A third commonality is a shared line of critique that focuses on a conventional understanding of ethical subjectivity that emphasizes autonomy, rationality, independence, impartiality, and self-mastery. For both Deleuze and feminist thinkers, this form of subjectivity is one that demands submission: submission to a norm of what it means to be a “good” person, which implicitly determines the qualities virtuous as being masculine, as well as obedience to the moral law itself… Deleuze’s critique of the subject also shifts the focus from the subject as autonomous substance to the relations that constitute it, whether these relations generate a molar identity or a “fascinated self” in a process of becoming. (65 – 66)

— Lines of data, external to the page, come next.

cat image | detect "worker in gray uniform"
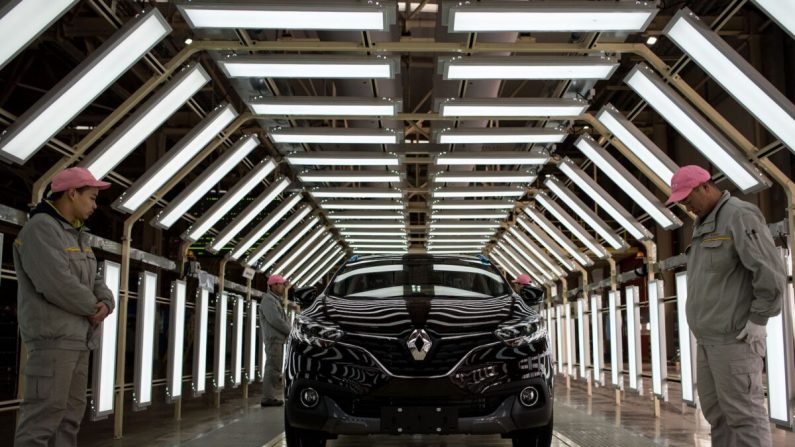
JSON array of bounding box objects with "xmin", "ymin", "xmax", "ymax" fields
[
  {"xmin": 668, "ymin": 165, "xmax": 786, "ymax": 447},
  {"xmin": 259, "ymin": 275, "xmax": 290, "ymax": 407},
  {"xmin": 14, "ymin": 168, "xmax": 114, "ymax": 447}
]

It is in fact the juridical model that tends towards a sort of ethical solipsism, that is monosubjective, in that the issue is one of obedience and subordination to the law, not regard for the other. I outlined this in my post on Kant and Sade. For Sade, what is important is obedience to the necessity of the law, not any sentiments either the agent of the law or the patient of the law might have with respect to that law. As such, the relational dimension entirely disappears. It seems to me that what might be called “moral pathologies”– those states where morality generates a form of horror and suffering –always involve either a) a brute and mechanical application of the law that ignores its effects (Eichmann speaking about his moral duties), or b) an evacuation of relationality that ignores the other (the serial killer that reduces his victim to an object of enjoyment to be absorbed in his economy).

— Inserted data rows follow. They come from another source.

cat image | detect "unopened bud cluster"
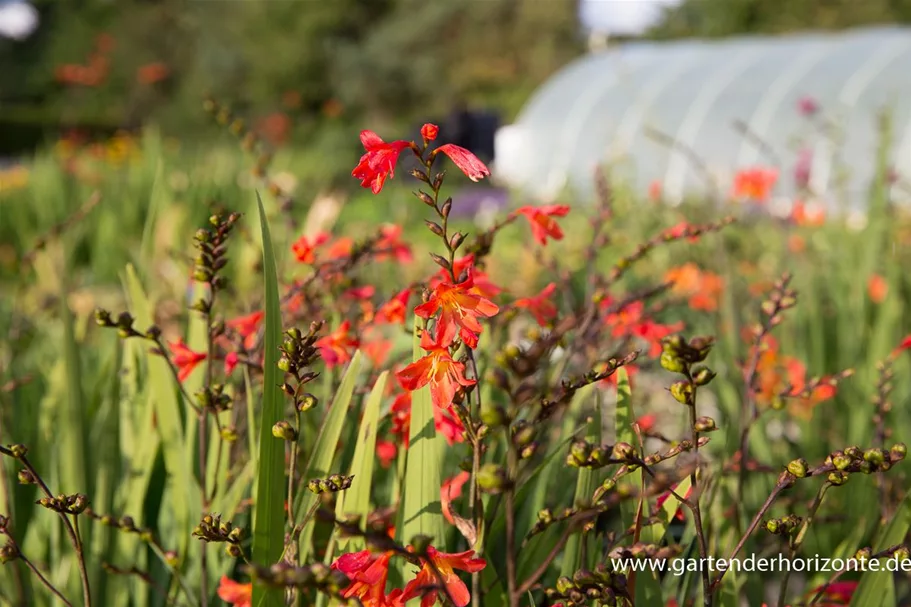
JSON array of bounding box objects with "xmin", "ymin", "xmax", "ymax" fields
[
  {"xmin": 193, "ymin": 514, "xmax": 244, "ymax": 558},
  {"xmin": 35, "ymin": 493, "xmax": 89, "ymax": 514},
  {"xmin": 765, "ymin": 514, "xmax": 803, "ymax": 535},
  {"xmin": 826, "ymin": 443, "xmax": 908, "ymax": 485},
  {"xmin": 660, "ymin": 335, "xmax": 715, "ymax": 376},
  {"xmin": 278, "ymin": 322, "xmax": 323, "ymax": 411},
  {"xmin": 307, "ymin": 474, "xmax": 354, "ymax": 495},
  {"xmin": 544, "ymin": 564, "xmax": 629, "ymax": 607},
  {"xmin": 193, "ymin": 213, "xmax": 240, "ymax": 314}
]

Finally, fourth, Gilson concludes that “…both Deleuze and feminist theorists approach ethics in a way that is inherently political; the question of how to live ethically is fundamentally a political question” (66). This follows from the relational dimension of eudaimonistic ethical orientations. With the rise of Christianity we begin to get a separation between the political and the ethical. Insofar as the ethical becomes the question of right and wrong action, and insofar as it is separated from questions of flourishing, ethics comes to be separated from the political because it now pertains to humans living in a spiritual vacuum. This set of assumptions continues an unconscious and subterranean existence in juridical models of subjectivity. By contrast, the question of flourishing immediately plunges us into questions of politics because flourishing is bound up in relations to our environment, other organisms, and other persons. As a consequence, the question of ethics cannot be separated from the order of the political.

Throughout this post I’ve focused heavily on the relational dimension of the ethical. For those who have been following object-oriented ontology, this might appear strange as one of the key claims of OOO is that entities are independent of their relations. However, it is a mistake to assume that the thesis that entities are independent of their relations is the claim that entities are without relations. In my onticology, at least, the thesis that entities are independent of their relations is the thesis that all relations are external. Entities can always break with existing regimes of relations and enter into new regimes of relations. I take this to be a necessary condition for any change and for any political revolution. If entities are constituted by their relations then matters are pretty hopeless as we’re nothing more than the relations in which we’re embedded. Ontology, I believe, deals with three issues: the being of entities, quality, and external relations. Ethico-politics, by contrast, deals with relations, with what sorts of collectives of humans and nonhumans would be best, and with how those collectives might be produced.